— MALDITOS FILHOS DE UMA… — CHIOU DE dor antes que terminasse a frase.

    Foi um longo caminho até ali: a manhã do dia seguinte. O sol rasgava as copas das árvores quando os trabalhadores já estavam a todo vapor lá fora. Vozes dispersas pelas vielas de terra batida, barulho de criança, som de carroça; o respiro do cotidiano. 

    Em uma casa simples, de paredes de madeira e teto de palha trançada, Rohan repousava sobre um colchão baixo, improvisado com palhas e cobertores gastos, ao lado de Querida, recuperada. 

    O corpo do mercenário estava coberto de faixas, muitas ainda úmidas do bálsamo que as curandeiras lhe aplicaram.
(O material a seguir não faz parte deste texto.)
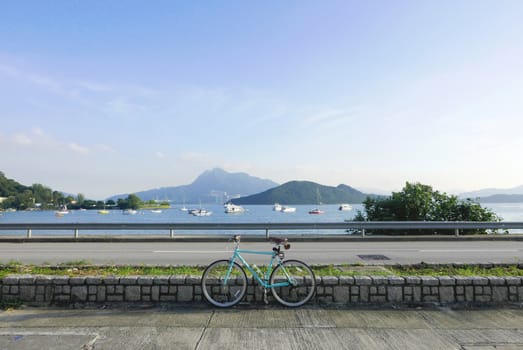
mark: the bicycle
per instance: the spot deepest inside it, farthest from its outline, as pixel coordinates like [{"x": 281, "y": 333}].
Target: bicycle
[{"x": 292, "y": 282}]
Sua respiração, pesada, era entrecortada por resmungos de dor.

    — Como que vou voltar… pra minha mulher assim? — Reclamava desde de que acordou. — Meu moleque, então… nem vai me reconhecer.

    As curandeiras também fizeram questão de raspar o restante do cabelo que não havia sido queimado.
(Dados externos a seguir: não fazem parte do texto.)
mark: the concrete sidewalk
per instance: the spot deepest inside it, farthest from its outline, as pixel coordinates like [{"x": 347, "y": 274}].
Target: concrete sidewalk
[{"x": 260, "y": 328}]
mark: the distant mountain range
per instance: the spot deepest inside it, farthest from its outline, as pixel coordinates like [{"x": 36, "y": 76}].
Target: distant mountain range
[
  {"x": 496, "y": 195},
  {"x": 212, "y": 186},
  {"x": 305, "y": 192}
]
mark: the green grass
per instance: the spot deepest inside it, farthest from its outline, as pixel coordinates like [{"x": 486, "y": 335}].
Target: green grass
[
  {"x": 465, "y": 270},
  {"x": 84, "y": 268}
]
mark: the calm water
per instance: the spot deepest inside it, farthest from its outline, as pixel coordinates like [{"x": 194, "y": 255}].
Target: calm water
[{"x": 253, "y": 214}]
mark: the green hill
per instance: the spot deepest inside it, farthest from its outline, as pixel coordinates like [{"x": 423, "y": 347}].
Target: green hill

    — Agradeça por estar vivo. — Kenshimaru estava sentado em um banquinho ao lado, massageando seus próprios hematomas. — Por um triz não viramos banquete de urubu.
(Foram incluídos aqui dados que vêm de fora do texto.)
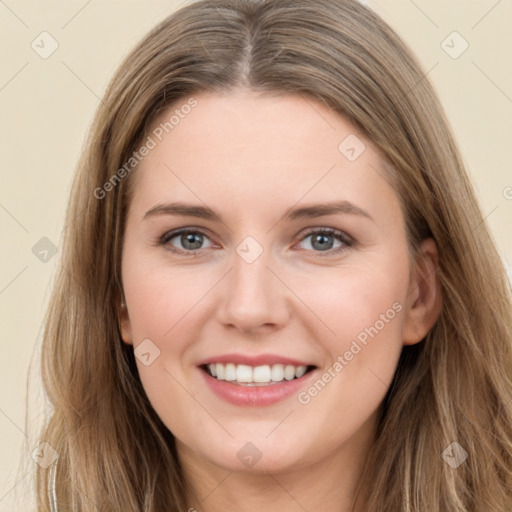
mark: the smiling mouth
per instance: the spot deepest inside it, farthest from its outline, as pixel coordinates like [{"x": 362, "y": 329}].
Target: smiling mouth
[{"x": 263, "y": 375}]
    As moças ainda se ofereceram para lavar as roupas ensanguentadas de ambos depois que souberam que lutaram contra o Dente de Ferro. Deram-lhes vestes leves e surradas para usar nesse meio tempo.

    — Não lembro de quase nada depois da explosão… se quer saber. — O calor de um raio de sol já era suficiente para fazer doer as queimaduras. — Mas lembro bem que fomos emboscados.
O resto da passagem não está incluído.